¹ School of Medicine, Department of Rheumatology, Allergy and Immunology, University of California San Diego, La Jolla, California.
² Department of Chemistry and Biochemistry, University of California San Diego, La Jolla, California.

Abstract

Objective: Rheumatoid arthritis (RA) fibroblast-like synoviocytes (FLS) derived from hip and knee have distinctive DNA methylation and transcriptome patterns in interleukin (IL)-6 signaling and Janus kinase (JAK)-signal transducers and activators of transcription (STAT) pathways. To determine the functional effects of these joint-specific signatures, we evaluated how RA hip and knee FLS differ in their response to IL-6.

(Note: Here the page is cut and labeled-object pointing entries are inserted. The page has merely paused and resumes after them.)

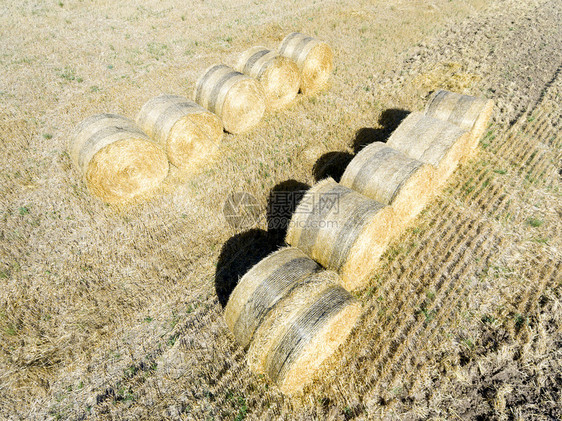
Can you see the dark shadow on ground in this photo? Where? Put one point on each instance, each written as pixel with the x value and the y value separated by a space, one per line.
pixel 237 256
pixel 389 120
pixel 244 250
pixel 281 204
pixel 331 164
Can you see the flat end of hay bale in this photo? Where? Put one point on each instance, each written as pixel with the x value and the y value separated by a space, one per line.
pixel 118 161
pixel 317 68
pixel 237 99
pixel 470 113
pixel 194 140
pixel 265 284
pixel 342 230
pixel 332 336
pixel 433 141
pixel 281 82
pixel 367 249
pixel 392 178
pixel 313 57
pixel 302 332
pixel 126 169
pixel 188 132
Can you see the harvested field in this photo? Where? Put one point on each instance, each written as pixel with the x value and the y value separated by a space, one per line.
pixel 113 312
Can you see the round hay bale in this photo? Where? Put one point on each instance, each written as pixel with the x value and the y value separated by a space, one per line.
pixel 279 76
pixel 237 99
pixel 262 287
pixel 313 57
pixel 342 230
pixel 117 160
pixel 392 178
pixel 432 141
pixel 302 331
pixel 470 113
pixel 188 132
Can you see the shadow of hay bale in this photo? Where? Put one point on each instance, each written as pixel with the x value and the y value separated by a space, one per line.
pixel 389 120
pixel 238 255
pixel 281 204
pixel 244 250
pixel 331 164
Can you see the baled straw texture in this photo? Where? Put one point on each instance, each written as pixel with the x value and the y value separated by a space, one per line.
pixel 392 178
pixel 262 287
pixel 302 331
pixel 279 76
pixel 188 132
pixel 313 57
pixel 470 113
pixel 432 141
pixel 117 160
pixel 342 230
pixel 237 99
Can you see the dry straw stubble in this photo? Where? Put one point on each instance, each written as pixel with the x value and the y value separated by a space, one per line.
pixel 392 178
pixel 342 230
pixel 116 158
pixel 433 141
pixel 302 331
pixel 279 76
pixel 313 57
pixel 262 287
pixel 237 99
pixel 188 132
pixel 470 113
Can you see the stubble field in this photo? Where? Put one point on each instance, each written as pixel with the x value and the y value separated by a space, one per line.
pixel 116 313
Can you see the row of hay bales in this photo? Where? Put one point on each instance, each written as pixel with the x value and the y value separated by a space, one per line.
pixel 120 159
pixel 294 308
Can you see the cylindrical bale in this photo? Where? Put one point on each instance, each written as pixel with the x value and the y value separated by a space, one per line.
pixel 188 132
pixel 390 177
pixel 470 113
pixel 279 76
pixel 342 230
pixel 116 158
pixel 302 331
pixel 432 141
pixel 313 57
pixel 262 287
pixel 237 99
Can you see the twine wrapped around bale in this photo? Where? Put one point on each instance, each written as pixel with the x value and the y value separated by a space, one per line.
pixel 392 178
pixel 302 331
pixel 313 57
pixel 116 158
pixel 470 113
pixel 237 99
pixel 342 230
pixel 432 141
pixel 279 76
pixel 262 287
pixel 188 132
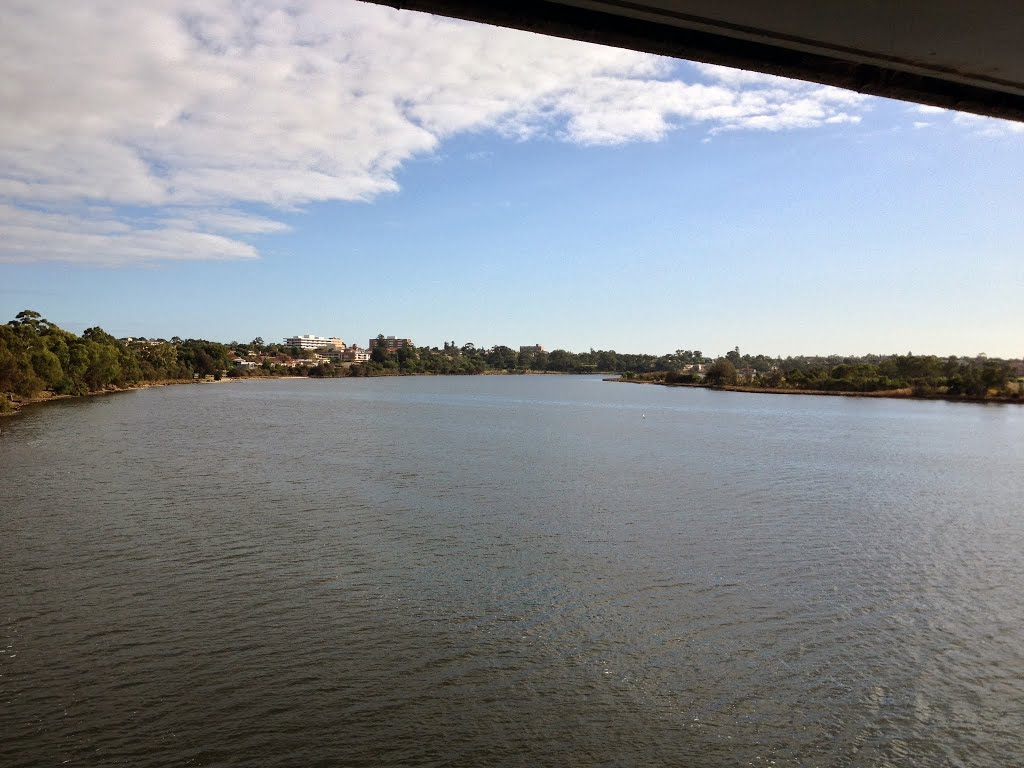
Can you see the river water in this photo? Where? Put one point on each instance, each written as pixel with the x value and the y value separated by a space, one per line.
pixel 510 570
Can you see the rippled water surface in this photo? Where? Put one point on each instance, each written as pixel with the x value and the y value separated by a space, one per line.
pixel 510 570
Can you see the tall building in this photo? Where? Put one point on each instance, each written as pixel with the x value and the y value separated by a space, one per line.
pixel 314 342
pixel 389 343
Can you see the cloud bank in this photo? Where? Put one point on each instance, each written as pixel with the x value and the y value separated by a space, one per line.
pixel 138 133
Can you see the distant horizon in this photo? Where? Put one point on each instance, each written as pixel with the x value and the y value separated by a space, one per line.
pixel 351 166
pixel 483 345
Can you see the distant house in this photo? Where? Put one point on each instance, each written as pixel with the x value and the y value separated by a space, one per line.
pixel 349 354
pixel 389 343
pixel 309 341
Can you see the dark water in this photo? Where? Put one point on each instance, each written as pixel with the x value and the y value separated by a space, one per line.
pixel 506 570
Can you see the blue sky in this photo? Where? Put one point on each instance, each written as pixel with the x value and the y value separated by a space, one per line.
pixel 346 169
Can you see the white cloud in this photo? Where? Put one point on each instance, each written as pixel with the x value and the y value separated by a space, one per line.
pixel 31 236
pixel 184 107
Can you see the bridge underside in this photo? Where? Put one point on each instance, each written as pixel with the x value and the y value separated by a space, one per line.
pixel 957 55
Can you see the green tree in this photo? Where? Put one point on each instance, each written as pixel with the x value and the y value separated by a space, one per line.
pixel 721 372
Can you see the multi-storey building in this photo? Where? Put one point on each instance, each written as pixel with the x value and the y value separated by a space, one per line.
pixel 389 343
pixel 349 354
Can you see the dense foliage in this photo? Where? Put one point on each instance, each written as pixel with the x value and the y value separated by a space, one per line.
pixel 37 355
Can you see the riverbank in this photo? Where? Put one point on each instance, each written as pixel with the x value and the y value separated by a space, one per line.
pixel 905 393
pixel 16 403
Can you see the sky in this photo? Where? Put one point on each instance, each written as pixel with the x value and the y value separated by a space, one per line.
pixel 227 170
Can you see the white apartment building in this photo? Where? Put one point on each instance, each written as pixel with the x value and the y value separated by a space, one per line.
pixel 314 342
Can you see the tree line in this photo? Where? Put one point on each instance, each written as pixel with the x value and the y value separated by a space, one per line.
pixel 37 355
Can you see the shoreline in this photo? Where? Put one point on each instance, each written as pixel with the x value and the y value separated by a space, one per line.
pixel 893 394
pixel 50 396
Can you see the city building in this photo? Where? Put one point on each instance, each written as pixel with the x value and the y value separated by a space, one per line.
pixel 314 342
pixel 389 343
pixel 349 354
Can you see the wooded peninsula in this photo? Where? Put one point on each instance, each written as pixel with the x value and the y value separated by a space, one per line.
pixel 41 360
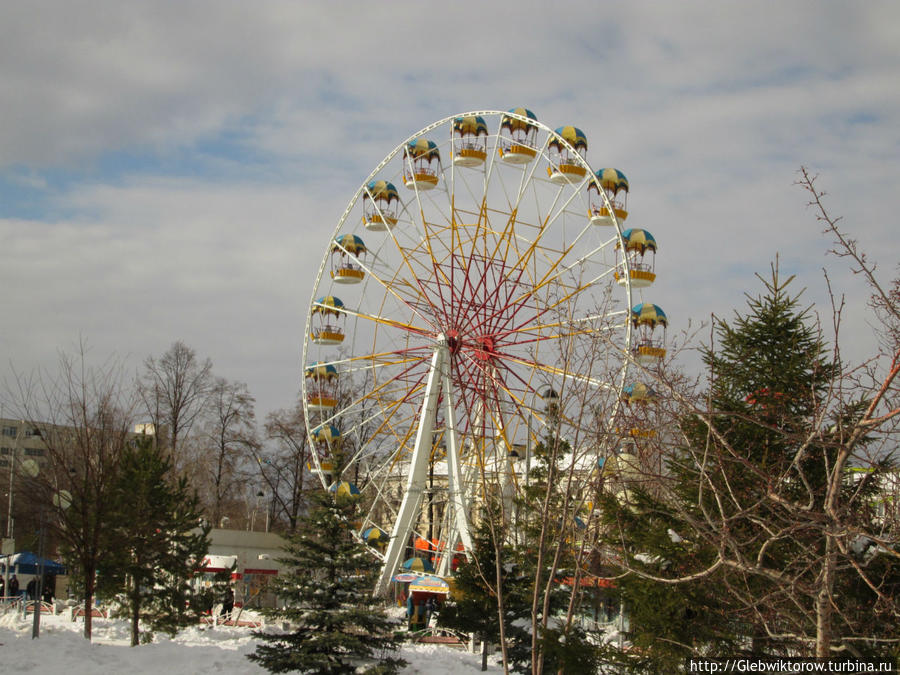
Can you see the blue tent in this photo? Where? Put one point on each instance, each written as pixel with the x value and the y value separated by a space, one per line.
pixel 27 562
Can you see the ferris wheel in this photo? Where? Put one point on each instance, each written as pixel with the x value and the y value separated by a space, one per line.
pixel 478 284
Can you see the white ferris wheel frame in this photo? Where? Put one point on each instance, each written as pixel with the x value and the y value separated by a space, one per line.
pixel 438 380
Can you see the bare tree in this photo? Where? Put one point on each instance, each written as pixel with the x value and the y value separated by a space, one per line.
pixel 284 468
pixel 224 448
pixel 767 509
pixel 85 415
pixel 174 390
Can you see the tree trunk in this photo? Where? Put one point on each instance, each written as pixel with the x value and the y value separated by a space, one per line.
pixel 135 618
pixel 88 603
pixel 823 599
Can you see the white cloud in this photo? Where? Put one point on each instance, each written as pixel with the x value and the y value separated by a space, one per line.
pixel 708 109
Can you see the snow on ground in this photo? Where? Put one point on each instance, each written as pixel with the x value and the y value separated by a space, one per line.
pixel 61 650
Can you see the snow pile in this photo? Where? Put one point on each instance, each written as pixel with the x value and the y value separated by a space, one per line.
pixel 61 650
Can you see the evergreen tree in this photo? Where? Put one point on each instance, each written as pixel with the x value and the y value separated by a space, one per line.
pixel 735 551
pixel 473 606
pixel 159 545
pixel 338 626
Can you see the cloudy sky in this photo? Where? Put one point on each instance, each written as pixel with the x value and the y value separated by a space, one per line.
pixel 174 170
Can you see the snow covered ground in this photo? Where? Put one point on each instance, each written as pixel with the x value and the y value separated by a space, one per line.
pixel 61 650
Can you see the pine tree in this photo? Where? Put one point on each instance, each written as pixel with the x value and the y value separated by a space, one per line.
pixel 159 544
pixel 738 551
pixel 338 626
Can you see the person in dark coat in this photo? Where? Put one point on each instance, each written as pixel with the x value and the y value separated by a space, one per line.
pixel 228 603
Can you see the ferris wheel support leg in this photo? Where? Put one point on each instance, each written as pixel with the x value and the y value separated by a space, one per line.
pixel 418 472
pixel 459 531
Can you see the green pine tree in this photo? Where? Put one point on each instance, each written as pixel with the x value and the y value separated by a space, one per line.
pixel 158 544
pixel 338 626
pixel 745 498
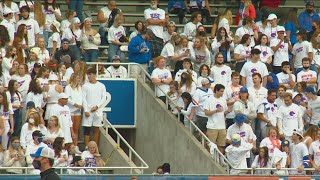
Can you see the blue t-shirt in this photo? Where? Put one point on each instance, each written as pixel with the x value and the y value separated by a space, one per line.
pixel 290 26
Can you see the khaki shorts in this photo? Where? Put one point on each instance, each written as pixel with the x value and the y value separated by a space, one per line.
pixel 217 136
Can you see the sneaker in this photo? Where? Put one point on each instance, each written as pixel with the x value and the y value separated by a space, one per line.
pixel 76 149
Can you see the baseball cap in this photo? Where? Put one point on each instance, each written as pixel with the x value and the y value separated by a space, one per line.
pixel 53 77
pixel 243 89
pixel 272 16
pixel 115 57
pixel 281 29
pixel 240 118
pixel 31 104
pixel 56 24
pixel 75 20
pixel 37 133
pixel 285 143
pixel 63 96
pixel 43 152
pixel 236 139
pixel 309 3
pixel 310 89
pixel 206 81
pixel 7 11
pixel 298 132
pixel 255 51
pixel 65 40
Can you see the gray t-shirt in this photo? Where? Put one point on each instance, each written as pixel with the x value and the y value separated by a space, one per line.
pixel 314 105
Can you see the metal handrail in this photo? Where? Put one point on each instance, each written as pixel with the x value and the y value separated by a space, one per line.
pixel 216 154
pixel 144 165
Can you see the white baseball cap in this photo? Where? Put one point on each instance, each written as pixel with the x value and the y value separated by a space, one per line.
pixel 272 17
pixel 7 10
pixel 43 152
pixel 56 24
pixel 63 96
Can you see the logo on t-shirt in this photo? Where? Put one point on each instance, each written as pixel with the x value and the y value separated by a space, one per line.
pixel 254 70
pixel 155 15
pixel 292 113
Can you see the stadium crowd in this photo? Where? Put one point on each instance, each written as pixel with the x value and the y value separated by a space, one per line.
pixel 264 113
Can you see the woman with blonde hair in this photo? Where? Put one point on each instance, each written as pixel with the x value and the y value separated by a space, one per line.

Methods: Hip or knee RA FLS were obtained after arthroplasty. Previously published datasets on epigenetic landscape of FLS were mined to identify joint-specific IL-6-related epigenomic differences. RNA sequencing was performed on five RA hip and five knee FLS treated with or without IL-6. Differential gene expression was determined using edgeR software. STAT3 phosphorylation was measured using bead assays. Sensitivity to tofacitinib was evaluated by measuring CCL2 inhibition using quantitative polymerase chain reaction.

Results: Assay for Transposase-Accessible Chromatin sequencing and histone chromatin immunoprecipitation sequencing datasets from RA FLS were analyzed to identify epigenomic differences between hip and knee. Differential chromatin accessibility was associated with IL-6,IL-6R, and JAK1 genes. H3K27ac was also differentially marked at other JAK-STAT-related genes, including STAT3-STAT5A region. Principal component analysis of RNA sequencing data confirmed segregation between RA hip and knee FLS under basal conditions, that persisted following IL-6 treatment. STAT3 phosphorylation after IL-6 was significantly higher in knee than hip FLS and was highly correlated with JAK1 protein levels. Knee FLS were less sensitive to the JAK inhibitor tofacitinib than hip FLS.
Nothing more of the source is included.